Very little is known regarding the effect of sex of the animal on ANG (1–7) sensitivity/production. Infusion of ANG (1–7) (24 μg·kg−1·h−1) for 1 wk has been shown to reduce blood pressure in male and female Dahl rats on a high-salt diet. However, after 2 wk of ANG (1–7) treatment, a blood pressure-lowering effect was only evident among female rats, suggesting that females are more sensitive to the depressor effects of ANG-(1–7) compared with males (20). Only one study to date has examined basal ANG (1–7) levels in males and females. Reyes-Engel et al. (54) examined ANG (1–7) peptide levels in plasma from young, healthy men and women, and men were found to have higher ANG (1–7) levels compared with women.
In female experimental animals, Brosnihan et al. (9) have demonstrated the ability of 17β-estradiol to promote ANG (1–7) production. Using ovariectomized transgenic rats expressing the mouse (Ren2) gene, they showed that 17β-estradiol replacement shifted the balance of the vasoconstrictor-vasodilator effects of RAS activation by favoring the formation of ANG (1–7) to potentiate a depressor blood pressure response to acute ANG (1–7) injections (100–600 nmol) compared with vehicle-treated females. With regard to the kidney, ANG (1–7) protein levels and the intensity of ANG (1–7) staining have been shown to progressively increase in the renal proximal and distal tubules during pregnancy in experimental animals compared with nonpregnant controls (10). Although 17β-estradiol levels do not increase with pregnancy in rats, levels of other female sex hormones, including prolactin, progesterone, and relaxin do increase, suggesting that multiple gonadal sex hormones may contribute to the balance of ANG II to ANG (1–7) in females (28). Among pregnant women, where circulating 17β-estradiol and other ovarian hormone levels do increase, urinary ANG (1–7) levels have been shown to increase throughout pregnancy, thereby also supporting a role for the female gonadal hormone milieu to mediate an increase in ANG (1–7) (74). More work is needed to fully characterize the effects of both female and male sex hormones on ANG (1–7) formation and sensitivity.
Gonadal hormone milieu has also been shown to modulate enzymes involved in the generation of ANG (1–7). ACE2 is a newly identified monocarboxypeptidase that directly catalyzes the production of ANG (1–7) from ANG II, or indirectly via ANG I (24, 72, 75). Neprilysin is a peptidase that directly converts ANG I to ANG-(1–7), and neprilysin plays a major role in ANG-(1–7) formation in the circulation, vascular endothelium, and kidney (1, 11, 77, 81). Female gonadal hormones potentially positively regulate enzymes responsible for the production of ANG (1–7). In experimental animals during pregnancy, ACE2 immunostaining and enzymatic activity are enhanced compared with nonpregnant controls (10, 36). Neprilysin activity has also been shown to be increased in the uterus in midpregnancy and following 17β-estradiol treatment, suggesting that 17β-estradiol increases neprilysin activity in the uterus (47, 49), although neprilysin activity was not altered by estradiol treatment in the kidney cortex or medulla of female rats (47).

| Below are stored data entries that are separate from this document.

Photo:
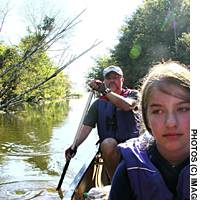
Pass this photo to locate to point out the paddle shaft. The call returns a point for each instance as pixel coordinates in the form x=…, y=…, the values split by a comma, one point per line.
x=75, y=140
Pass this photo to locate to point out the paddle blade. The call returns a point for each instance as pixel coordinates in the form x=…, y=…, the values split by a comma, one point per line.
x=63, y=175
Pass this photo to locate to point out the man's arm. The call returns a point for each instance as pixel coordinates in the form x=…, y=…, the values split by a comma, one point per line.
x=125, y=104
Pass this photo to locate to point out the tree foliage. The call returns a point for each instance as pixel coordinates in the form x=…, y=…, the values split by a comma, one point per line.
x=26, y=71
x=157, y=31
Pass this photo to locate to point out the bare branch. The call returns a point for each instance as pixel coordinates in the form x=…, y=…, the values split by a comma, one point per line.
x=17, y=99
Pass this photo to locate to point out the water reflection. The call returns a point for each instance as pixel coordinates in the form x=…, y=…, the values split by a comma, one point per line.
x=32, y=143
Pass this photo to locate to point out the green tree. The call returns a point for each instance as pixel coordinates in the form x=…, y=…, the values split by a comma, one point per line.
x=157, y=31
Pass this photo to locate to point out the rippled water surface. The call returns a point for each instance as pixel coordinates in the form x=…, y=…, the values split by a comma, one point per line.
x=32, y=144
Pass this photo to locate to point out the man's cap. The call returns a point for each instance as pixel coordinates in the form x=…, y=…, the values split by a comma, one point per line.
x=112, y=68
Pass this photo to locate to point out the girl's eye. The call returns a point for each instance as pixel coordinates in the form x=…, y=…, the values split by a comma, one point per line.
x=184, y=109
x=157, y=111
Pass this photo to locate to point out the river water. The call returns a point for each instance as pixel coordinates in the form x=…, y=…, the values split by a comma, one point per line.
x=32, y=144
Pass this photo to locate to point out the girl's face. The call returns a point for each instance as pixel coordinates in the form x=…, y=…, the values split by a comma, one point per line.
x=169, y=120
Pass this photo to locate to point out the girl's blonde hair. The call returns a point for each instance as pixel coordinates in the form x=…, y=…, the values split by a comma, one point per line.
x=160, y=77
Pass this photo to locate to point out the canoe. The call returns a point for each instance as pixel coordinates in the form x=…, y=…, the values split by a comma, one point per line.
x=92, y=174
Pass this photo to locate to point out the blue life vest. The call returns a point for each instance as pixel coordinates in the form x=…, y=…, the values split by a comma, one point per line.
x=145, y=179
x=116, y=123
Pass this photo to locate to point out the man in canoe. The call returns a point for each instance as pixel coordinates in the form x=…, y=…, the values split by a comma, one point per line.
x=115, y=114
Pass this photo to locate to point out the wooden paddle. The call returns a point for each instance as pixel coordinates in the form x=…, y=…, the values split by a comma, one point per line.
x=75, y=140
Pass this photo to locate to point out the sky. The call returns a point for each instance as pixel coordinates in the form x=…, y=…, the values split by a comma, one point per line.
x=101, y=21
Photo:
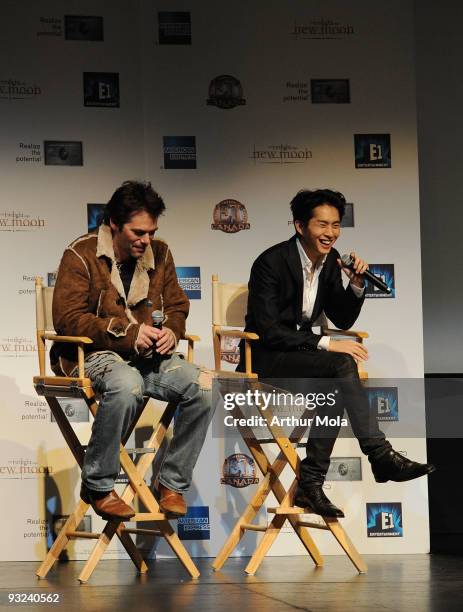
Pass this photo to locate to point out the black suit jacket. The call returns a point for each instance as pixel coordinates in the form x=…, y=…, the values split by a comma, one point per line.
x=275, y=305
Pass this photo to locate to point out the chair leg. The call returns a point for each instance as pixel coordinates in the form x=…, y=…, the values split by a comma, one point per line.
x=175, y=543
x=341, y=536
x=307, y=540
x=248, y=515
x=263, y=547
x=62, y=539
x=131, y=549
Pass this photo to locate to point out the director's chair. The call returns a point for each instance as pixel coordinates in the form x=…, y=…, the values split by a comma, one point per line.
x=54, y=387
x=229, y=303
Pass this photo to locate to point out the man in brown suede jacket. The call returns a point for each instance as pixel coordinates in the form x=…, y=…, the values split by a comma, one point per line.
x=108, y=285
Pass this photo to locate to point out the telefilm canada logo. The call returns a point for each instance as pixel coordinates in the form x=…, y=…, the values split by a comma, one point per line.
x=15, y=89
x=372, y=150
x=17, y=347
x=230, y=216
x=37, y=528
x=239, y=471
x=322, y=29
x=179, y=152
x=24, y=469
x=330, y=91
x=35, y=410
x=29, y=152
x=384, y=402
x=384, y=520
x=63, y=153
x=50, y=26
x=281, y=154
x=83, y=27
x=195, y=524
x=27, y=286
x=17, y=221
x=296, y=91
x=101, y=89
x=174, y=28
x=229, y=350
x=386, y=273
x=225, y=91
x=189, y=279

Sex differences in ACE2/neprilysin expression and activity may result in sex differences in the ratio of ANG II to ANG (1–7). Some studies suggest that the G-protein-coupled receptor mas is the endogenous receptor for ANG 1–7 (17, 23), and the mas receptor stimulates NO and prostaglandin production in cultured endothelial cells, transfected Chinese hamster ovary cells, and canine coronary arteries (8, 31, 64), accounting for the vasodilatory, antiproliferative, antithrombotic, diuretic, and natiuretic properties of ANG 1–7 (8, 31, 61, 71). NO is an important regulator of renal function, and deficiencies in NO are associated with the development of renal injury. The female gender has been associated with increased renal NOS activity and NO production (69, 76). Therefore, a sex difference in bioavailable NO may contribute to sex differences in ANG II-mediated renal disorders (for a review, see Ref. 42). Nothing is known regarding the effect of sex chromosomes or the gonadal hormone milieu on mas receptor expression in the kidney. Preliminary studies suggest, however, that estradiol treatment reduces transcription of the mas receptor in human coronary artery endothelial cells (29). Therefore, increased ANG (1–7) in females may act to enhance the activation of counter-regulatory pathways resulting in a blunting of the deleterious effects of ANG II.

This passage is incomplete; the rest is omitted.